Escrito por cotin | Publicado: Segunda, 05 de Fevereiro de 2018, 17h25 | Última atualização em Sexta, 03 de Agosto de 2018, 19h53

Ana Carolina Eiras Coelho Soares
Mestre em História - UERJ
Elaine Cristina Ferreira Duarte
Mestre em História - UERJ

 

Uma das características que permearam a história do Brasil colonial, especialmente nos séculos XVII e XVIII, estava no contraste da pobreza das vilas em comparação com a relativa pujança das moradias rurais. A vida girava em torno dos interesses e das riquezas no campo. Como conseqüência, as vilas urbanas perdiam a importância e o investimento dos colonizadores.
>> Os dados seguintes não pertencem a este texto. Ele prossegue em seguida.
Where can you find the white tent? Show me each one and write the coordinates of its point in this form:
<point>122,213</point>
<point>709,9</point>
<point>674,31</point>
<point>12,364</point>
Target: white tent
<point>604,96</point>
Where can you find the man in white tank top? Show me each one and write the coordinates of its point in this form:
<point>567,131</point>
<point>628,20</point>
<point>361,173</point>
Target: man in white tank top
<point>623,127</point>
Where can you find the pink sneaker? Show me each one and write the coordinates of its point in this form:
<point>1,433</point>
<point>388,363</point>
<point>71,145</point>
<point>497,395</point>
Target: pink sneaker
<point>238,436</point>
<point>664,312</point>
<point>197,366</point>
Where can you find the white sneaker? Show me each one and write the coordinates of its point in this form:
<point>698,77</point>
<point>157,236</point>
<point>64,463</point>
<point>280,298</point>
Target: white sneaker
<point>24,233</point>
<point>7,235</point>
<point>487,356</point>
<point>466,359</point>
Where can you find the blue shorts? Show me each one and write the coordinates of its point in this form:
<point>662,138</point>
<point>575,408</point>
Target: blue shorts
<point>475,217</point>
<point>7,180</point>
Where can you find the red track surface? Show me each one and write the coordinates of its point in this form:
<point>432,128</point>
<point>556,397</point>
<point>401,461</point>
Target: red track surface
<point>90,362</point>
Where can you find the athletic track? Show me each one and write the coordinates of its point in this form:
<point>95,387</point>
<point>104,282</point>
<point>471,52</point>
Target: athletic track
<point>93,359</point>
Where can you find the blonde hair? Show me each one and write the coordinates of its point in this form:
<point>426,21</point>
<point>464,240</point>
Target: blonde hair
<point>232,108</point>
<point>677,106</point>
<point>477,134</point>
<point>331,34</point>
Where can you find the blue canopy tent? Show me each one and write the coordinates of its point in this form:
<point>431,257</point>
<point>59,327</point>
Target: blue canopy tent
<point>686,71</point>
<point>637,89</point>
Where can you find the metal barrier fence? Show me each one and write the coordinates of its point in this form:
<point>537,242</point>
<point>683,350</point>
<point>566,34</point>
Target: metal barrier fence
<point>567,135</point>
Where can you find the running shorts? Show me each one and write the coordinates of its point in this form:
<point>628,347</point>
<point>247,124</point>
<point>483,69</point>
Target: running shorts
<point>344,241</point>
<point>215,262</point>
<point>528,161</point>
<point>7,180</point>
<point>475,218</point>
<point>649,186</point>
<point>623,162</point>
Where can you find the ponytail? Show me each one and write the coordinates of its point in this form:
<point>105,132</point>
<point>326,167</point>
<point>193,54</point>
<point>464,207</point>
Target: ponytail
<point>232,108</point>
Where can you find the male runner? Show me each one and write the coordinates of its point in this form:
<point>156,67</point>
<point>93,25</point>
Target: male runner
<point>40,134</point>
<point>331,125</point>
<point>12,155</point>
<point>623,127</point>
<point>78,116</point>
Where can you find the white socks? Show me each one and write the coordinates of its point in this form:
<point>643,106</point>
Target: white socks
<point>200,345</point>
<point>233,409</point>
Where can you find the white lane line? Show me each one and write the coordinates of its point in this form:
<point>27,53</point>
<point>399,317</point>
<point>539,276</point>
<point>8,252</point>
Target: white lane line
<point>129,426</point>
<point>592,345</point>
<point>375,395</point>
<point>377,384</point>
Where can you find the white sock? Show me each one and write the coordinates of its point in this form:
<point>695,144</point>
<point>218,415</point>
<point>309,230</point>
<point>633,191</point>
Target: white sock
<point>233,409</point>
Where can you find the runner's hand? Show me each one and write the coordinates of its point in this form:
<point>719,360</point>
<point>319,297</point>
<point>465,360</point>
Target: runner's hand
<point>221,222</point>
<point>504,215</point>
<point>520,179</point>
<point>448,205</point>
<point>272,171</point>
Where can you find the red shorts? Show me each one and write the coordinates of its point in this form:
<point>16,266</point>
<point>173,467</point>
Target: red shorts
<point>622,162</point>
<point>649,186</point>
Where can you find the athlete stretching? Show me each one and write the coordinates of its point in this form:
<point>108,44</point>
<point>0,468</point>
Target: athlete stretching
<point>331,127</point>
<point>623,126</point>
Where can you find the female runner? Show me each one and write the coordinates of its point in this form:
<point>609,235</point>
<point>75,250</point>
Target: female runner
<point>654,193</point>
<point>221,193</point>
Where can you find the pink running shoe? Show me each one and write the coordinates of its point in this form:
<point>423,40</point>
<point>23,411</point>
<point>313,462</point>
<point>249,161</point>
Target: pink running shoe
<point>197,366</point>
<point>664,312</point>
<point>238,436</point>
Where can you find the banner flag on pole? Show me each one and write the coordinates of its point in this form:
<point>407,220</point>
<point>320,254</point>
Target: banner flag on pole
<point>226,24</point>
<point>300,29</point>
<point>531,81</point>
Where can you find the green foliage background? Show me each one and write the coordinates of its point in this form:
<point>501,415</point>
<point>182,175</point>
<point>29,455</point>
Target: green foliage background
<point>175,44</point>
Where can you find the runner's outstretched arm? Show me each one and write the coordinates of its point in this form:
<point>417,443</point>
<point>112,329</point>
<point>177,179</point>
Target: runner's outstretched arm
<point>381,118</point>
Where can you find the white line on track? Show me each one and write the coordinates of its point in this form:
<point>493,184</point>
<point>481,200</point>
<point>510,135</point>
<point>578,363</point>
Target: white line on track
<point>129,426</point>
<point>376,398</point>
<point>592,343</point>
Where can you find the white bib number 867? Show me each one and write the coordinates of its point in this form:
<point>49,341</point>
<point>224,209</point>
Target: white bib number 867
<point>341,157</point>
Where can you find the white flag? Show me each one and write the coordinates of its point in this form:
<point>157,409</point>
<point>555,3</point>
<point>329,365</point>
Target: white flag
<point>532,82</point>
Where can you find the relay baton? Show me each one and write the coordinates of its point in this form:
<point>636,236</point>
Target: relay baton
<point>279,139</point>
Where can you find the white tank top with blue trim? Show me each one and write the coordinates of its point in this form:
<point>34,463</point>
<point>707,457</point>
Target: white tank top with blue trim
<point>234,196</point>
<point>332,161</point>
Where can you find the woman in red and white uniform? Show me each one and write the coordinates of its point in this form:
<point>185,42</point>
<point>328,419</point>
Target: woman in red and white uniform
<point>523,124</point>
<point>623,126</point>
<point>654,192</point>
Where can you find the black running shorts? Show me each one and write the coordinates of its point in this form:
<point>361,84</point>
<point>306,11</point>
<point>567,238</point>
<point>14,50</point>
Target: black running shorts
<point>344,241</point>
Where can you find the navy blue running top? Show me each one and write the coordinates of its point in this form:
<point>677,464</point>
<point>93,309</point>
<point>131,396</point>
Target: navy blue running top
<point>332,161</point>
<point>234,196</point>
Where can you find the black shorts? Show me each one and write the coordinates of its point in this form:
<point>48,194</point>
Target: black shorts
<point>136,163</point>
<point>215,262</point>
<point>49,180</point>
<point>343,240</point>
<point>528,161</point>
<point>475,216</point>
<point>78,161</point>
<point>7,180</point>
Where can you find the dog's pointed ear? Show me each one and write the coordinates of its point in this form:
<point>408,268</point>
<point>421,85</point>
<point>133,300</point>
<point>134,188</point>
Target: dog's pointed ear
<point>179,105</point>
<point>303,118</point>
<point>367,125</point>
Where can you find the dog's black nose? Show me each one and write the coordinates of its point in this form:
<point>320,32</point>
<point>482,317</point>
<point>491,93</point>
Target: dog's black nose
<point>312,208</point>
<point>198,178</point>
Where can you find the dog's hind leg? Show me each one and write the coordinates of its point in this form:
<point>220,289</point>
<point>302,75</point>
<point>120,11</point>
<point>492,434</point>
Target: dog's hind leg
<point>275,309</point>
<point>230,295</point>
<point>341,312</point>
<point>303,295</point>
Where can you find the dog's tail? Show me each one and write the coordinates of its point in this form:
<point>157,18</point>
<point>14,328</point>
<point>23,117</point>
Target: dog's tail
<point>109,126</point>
Entretanto, pode-se perceber algumas mudanças desse cenário, no século XVIII, produzidas pela política pombalina, que buscou a valorização da atividade comercial - através inclusive das companhias de comércio - demonstrando um certo deslocamento da importância exclusiva do meio rural, que não deixava de ser o eixo central da economia, mas acrescentava um certo valor ao espaço urbano.
Na historiografia, diversos trabalhos apontam para as diferenças entre as cidades portuguesas e espanholas erigidas na América. Segundo Sérgio Buarque de Holanda, o planejamento que as cidades espanholas tiveram desde os seus primórdios asseguraram melhores condições de moradia, pelas maiores facilidades de locomoção e saúde, apresentando consequentemente uma maior concentração da população nestas áreas. Ao contrário, as cidades portuguesas do Novo Mundo, foram marcadas por uma ausência de planejamento prévio e uma geometria arquitetônica que seguia a tradição medieval através da escolha de lugares íngremes e de difícil acesso para o estabelecimento do posto matriz da regíão. Assim, dentro dessa perspectiva, buscava-se a defesa do território, através das práticas há muito utilizadas na Europa. No entanto, não havia uma preocupação na edificação das vilas, pois a América Portuguesa era um posto de exploração das riquezas naturais, e portanto, suas cidades refletiam este caráter fugaz e provisório.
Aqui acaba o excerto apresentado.